«Le storie di Maxim Biller sono tesori della letteratura mondiale.» Der Spiegel

Cosa resta del passato se la memoria è un’in­correggibile bugiarda?
La risposta si può inseguire tra le pieghe di queste storie pirotecniche, saporite come pietanze yiddish. Battibecchi e bevute in caffè mitteleuropei, una madre impazzita per aver letto troppa poesia russa, un padre vendicato rifiutando un manoscritto, telefonate da un passato rimosso, coppie felici e difficili ben oltre l’orlo di una crisi di nervi, un omino smilzo chiamato Bruno Schulz che da un villaggio polacco invia una lettera folle, grottesca e struggente a Thomas Mann. Le trame di questo capofila della narrativa contemporanea sono mosse da imprevedibili ritmi jazz e innaffiate da litri di vodka incandescente.
Un libro che raccoglie vent’anni di scrittura sempre in bilico tra humour sfrenato e tragica malinconia, realismo magico e minimalismo lirico, dove le vite fragili e fertili dei protagonisti divengono cifra del nostro tempo, «perché Dio ha un progetto per noi, ma lo elabora sempre all’ultimissimo secondo».
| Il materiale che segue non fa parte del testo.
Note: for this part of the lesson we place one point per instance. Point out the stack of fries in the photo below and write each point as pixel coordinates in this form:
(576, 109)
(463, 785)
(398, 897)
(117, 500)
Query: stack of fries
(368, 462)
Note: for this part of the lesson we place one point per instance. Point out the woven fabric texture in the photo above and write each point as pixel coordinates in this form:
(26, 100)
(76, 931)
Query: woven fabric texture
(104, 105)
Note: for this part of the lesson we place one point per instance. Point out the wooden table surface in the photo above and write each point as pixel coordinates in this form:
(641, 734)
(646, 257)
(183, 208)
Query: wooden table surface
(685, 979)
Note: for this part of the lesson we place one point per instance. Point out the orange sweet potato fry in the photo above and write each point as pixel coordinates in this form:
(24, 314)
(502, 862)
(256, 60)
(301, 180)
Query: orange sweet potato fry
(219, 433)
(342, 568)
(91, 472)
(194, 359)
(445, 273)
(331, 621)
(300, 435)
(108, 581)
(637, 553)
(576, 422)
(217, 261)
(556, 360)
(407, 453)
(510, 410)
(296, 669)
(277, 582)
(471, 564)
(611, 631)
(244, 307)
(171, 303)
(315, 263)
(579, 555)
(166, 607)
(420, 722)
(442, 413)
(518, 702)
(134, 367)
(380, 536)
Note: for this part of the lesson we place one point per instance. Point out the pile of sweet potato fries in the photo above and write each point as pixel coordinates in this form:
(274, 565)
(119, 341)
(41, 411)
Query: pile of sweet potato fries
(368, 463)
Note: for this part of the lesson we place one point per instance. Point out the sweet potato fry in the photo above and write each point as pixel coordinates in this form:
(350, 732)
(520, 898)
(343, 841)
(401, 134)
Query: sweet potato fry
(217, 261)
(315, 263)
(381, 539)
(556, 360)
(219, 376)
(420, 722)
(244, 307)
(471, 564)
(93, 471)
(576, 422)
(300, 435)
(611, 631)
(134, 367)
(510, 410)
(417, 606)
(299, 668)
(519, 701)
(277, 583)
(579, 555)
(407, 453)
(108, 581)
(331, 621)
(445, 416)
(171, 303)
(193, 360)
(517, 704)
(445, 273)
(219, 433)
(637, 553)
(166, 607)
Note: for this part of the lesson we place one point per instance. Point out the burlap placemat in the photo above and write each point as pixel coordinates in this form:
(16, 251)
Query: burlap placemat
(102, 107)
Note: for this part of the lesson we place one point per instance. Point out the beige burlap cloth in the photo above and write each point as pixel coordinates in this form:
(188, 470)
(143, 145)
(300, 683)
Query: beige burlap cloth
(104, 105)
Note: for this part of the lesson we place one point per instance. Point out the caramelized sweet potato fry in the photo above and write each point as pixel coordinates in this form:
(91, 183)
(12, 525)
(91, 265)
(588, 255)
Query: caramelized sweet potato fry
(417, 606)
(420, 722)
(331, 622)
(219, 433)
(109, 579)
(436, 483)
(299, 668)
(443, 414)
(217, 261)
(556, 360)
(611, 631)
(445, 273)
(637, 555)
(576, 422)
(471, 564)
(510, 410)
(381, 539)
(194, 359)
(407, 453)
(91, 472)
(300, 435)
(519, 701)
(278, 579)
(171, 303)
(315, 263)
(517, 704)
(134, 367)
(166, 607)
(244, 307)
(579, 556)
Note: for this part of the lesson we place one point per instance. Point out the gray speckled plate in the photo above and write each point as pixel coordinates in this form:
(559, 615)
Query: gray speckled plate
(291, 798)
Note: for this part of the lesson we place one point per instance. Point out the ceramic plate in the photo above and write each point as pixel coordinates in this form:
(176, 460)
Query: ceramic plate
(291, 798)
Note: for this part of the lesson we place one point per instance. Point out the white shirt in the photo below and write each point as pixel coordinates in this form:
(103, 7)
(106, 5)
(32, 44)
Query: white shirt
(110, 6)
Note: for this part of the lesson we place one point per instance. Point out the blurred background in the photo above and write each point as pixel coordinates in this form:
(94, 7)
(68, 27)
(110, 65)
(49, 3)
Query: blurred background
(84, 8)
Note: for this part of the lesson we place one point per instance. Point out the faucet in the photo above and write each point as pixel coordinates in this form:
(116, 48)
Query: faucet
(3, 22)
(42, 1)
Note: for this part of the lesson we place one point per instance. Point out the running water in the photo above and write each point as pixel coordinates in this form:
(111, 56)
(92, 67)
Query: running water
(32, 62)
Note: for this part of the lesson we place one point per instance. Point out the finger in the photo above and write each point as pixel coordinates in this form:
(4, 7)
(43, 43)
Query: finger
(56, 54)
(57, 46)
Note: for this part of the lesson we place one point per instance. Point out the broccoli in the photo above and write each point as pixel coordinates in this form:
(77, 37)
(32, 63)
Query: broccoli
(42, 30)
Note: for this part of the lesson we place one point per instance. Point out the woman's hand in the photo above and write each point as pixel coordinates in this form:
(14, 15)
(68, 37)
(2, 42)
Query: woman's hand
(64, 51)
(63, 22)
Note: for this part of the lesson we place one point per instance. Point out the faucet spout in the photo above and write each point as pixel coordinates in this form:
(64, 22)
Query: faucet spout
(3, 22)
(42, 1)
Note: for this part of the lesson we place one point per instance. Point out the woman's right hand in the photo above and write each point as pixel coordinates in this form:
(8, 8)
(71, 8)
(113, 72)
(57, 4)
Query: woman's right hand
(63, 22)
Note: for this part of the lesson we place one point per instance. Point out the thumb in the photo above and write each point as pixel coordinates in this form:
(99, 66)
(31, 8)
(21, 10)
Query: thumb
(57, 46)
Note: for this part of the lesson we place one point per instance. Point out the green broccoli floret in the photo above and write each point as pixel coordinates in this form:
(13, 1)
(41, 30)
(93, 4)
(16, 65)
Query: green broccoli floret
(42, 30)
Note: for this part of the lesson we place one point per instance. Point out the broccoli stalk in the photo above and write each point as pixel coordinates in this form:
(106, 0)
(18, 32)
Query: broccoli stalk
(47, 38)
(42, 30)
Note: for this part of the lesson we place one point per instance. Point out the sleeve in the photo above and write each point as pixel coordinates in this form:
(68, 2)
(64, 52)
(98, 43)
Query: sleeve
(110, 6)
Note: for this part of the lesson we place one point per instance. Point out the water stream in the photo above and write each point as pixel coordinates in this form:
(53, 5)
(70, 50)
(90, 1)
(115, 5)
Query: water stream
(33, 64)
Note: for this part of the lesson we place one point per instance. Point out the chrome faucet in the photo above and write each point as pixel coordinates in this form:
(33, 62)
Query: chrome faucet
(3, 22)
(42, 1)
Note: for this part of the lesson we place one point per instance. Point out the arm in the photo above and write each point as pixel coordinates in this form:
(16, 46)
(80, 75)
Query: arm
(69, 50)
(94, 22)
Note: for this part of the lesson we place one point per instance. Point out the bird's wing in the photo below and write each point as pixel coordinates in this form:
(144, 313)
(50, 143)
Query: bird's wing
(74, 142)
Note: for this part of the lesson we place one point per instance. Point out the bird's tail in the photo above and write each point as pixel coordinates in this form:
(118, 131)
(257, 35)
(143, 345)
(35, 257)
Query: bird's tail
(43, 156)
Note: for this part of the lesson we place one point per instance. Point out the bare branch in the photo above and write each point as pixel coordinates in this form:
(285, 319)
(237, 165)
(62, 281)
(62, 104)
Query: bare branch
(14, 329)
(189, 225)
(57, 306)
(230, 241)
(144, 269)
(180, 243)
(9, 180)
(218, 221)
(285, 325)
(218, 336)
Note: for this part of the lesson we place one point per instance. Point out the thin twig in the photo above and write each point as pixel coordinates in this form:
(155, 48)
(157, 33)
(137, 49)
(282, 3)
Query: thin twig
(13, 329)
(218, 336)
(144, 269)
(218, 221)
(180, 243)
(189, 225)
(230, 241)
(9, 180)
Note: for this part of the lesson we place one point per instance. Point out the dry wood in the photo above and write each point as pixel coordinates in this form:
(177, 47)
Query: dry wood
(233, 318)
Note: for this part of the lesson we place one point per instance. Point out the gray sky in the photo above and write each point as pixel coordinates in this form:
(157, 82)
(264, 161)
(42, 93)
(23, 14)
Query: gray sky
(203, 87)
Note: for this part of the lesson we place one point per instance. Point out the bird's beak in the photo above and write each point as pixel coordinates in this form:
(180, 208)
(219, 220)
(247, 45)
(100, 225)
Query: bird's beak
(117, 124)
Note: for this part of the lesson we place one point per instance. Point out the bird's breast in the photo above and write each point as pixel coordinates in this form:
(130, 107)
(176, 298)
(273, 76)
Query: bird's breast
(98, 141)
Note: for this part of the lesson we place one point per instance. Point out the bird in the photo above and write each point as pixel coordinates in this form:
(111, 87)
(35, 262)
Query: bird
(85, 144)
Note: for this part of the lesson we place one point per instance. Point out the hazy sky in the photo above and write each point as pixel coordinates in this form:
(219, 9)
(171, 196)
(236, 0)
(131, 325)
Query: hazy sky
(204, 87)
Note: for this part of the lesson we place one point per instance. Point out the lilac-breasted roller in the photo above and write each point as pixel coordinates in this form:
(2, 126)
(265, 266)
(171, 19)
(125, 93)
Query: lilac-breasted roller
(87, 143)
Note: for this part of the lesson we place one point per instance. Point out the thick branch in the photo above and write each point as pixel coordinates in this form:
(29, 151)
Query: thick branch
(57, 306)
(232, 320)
È stato detto di Maxim Biller (Praga, 1960) che è uno scrittore nato dalla collisione di diverse identità. Figlio di ebrei russi trasferitisi in Cecoslovacchia, all’indomani della Primavera di Praga è emigrato bambino assieme ai genitori nella Germania dell’Ovest. Polemista molto discusso per la sua penna sferzante e acuminata, collaboratore di giornali come «Die Zeit» e «Rolling Stone», i suoi testi sono apparsi anche sul «New Yorker». Nel 1990, dopo anni di critica militante, ha spiazzato tutti esordendo con una raccolta di racconti “perfetti” che hanno fatto evocare i nomi di Philip Roth, Heinrich Böll, John Updike e Woody Allen. Da lì è iniziata una carriera che lo ha posto al centro della scena letteraria tedesca ed europea, imponendolo di libro in libro come uno dei narratori più appassionanti, imprevedibili e divertenti dei nostri tempi. Tradotto in numerose lingue, Taci, memoria è il suo primo libro pubblicato in italiano.